The pitfalls of fame are a well documented subject, a fascinating component to the lives of the rich and the famous of whom so many people aspire to be. The downside to their fortune is a fierce reminder to us all that glitz, glamour and gloss are often a distraction for trouble that lurks beneath the surface, where deep-rooted ailments writhe in the confines of beauty and grandeur. Over the decades, many a star has courted controversy, manifesting their discordance in a multitude of ways; sometimes to admirable effect, other times to comic splendour, but there can also be a brutal and violent flipside that even the most artful of performers cannot tame or disguise.
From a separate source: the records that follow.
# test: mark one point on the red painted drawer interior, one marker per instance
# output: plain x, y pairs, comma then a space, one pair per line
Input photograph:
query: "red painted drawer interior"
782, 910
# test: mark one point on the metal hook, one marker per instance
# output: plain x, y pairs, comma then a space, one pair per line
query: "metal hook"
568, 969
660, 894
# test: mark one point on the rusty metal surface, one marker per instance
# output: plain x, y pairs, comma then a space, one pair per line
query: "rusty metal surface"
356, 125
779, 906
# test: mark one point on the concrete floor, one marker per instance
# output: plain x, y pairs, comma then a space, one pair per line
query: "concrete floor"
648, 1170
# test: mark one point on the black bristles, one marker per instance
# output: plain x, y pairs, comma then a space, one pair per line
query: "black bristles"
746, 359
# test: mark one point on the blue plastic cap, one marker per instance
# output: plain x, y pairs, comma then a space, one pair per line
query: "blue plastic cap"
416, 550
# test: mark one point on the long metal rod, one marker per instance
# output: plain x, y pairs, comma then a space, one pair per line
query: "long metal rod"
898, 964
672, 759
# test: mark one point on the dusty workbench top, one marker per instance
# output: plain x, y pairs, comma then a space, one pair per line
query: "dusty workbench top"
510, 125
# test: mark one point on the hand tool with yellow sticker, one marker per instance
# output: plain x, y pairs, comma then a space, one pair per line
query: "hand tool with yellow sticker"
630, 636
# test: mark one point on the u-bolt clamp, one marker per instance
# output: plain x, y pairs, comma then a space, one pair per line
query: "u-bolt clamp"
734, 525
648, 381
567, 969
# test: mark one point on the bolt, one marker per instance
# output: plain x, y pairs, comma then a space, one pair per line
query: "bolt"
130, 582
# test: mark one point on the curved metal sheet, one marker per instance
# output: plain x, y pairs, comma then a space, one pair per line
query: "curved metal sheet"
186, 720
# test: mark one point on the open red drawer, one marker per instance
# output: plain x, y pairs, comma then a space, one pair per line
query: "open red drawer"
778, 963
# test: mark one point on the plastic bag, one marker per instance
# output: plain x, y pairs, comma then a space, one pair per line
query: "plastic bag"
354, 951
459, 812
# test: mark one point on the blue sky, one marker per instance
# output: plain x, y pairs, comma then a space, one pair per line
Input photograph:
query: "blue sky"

In this feature, the chosen five each offer something different to the table, but they are all bound together by one thing: wastefulness. Though they were all once successful, each displaying their aptitude at various stages in their career, one cannot help but think that they could have been so much more, especially numbers 2 and 5. Controversy is engrossing, and it is often considered the most newsworthy of matters, especially if it occurs in a world where perfection is shamelessly paraded before a lens, but it also provides a universal lesson: wealth and prosperity does not mean felicity.
5. Errol Flynn
Errol Flynn was the original sinner, the first bonafide bad boy of tinseltown, and his debased antics are of a legendary status. The Aussie-born actor made his name in adventure films in the 1930s including Captain Blood and The Adventures of Robin Hood, where his swashbuckling performances and classical good looks moulded him into a Hollywood heartthrob. In his relatively short life (he only made it to 50), the actor built up a reputation as a hellraiser by womanising and brawling relentlessly, along with drinking copious amounts of alcohol on a daily basis. Flynn was most infamously known for his satyromania, with an appetite that knew no bounds whether it were man or woman, young or old, legal or illegal.
His dear good friend and fellow screen star, David Niven, revealed in his later years that, to his alarm, Flynn once made a pass at him when the two were living in a shared beach house in LA, formerly known as Cirrhosis by the Sea, thereby all but ending their joint tenancy. Accompanied with many tales of debauchery and lechery, Flynn was also accused and once tried for having relations with underage girls, though he escaped conviction during a case in 1942. Additionally, during his lifetime, he was accused of rape, an allegation which he also managed to shake off.
Posthumously, he has been accused of harbouring Nazi sympathies, operating as a Nazi spy during World War Two, and, to top it off, drug smuggling. Though he passed away many years ago in 1959, just before the 60s came along and society began to liberate itself in the Western world, one would be hard pressed to find anyone who could match Flynn for the title of ‘The King of Controversy’.